This is from the sales coach, Ann Vertel. Although I am not working my MK business now, this really hit home and I felt compelled to share her wisdom here today.
“Showing Up” by Ann Vertel
I’m sure you know people that always seem scattered or harried (maybe you’re even one of them!). They never seem to have it quite together and often look the part.
They may look disheveled, show up late, blame others for their lack of organization, talk constantly about themselves and how difficult their life is, and generally blow in and blow out of your day like a whirlwind of chaos.
Funny thing is, they are very often the people that think they are the most giving, caring, selfless people around. They volunteer to help everyone, they always put others before themselves, they give, give, give and then feel under-appreciated.
They may in fact be amazingly generous people, most are, but it’s hard to receive from someone who is so in need of validation for their effort.

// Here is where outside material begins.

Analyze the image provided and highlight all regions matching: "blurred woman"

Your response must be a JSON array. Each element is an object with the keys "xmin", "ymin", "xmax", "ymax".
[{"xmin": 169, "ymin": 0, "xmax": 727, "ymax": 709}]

If you’ve heard of the 5 o’clock club you know they are women who get up early, meditate, work out, journal, and generally do whatever they need to do to take care of themselves first. They “get it.” They understand that discipline is the difference between what they want now and what they want most.
They don’t do this because they’re naturally early morning people. They do it so they can be fully present for the people they need to help that day. They do it so they can mentally, physically, spiritually, and emotionally “show up” – so that they can place 100% of their attention on the other person.
If you think self-care is selfish, you’ve missed the point. You can’t help others if you can’t show up.
Now go have a POWERFUL day!
“Taking You to the Top!”
At times, I do think I am one of those people who attempt to demand respect, especially at work where I do a lot of extra that is often unaccounted for. I am going to work on just working and being happy. After all, my work is not who I am, right?
So do you show up? Or are you one of those who is taking on too much and expecting too much thanks in return?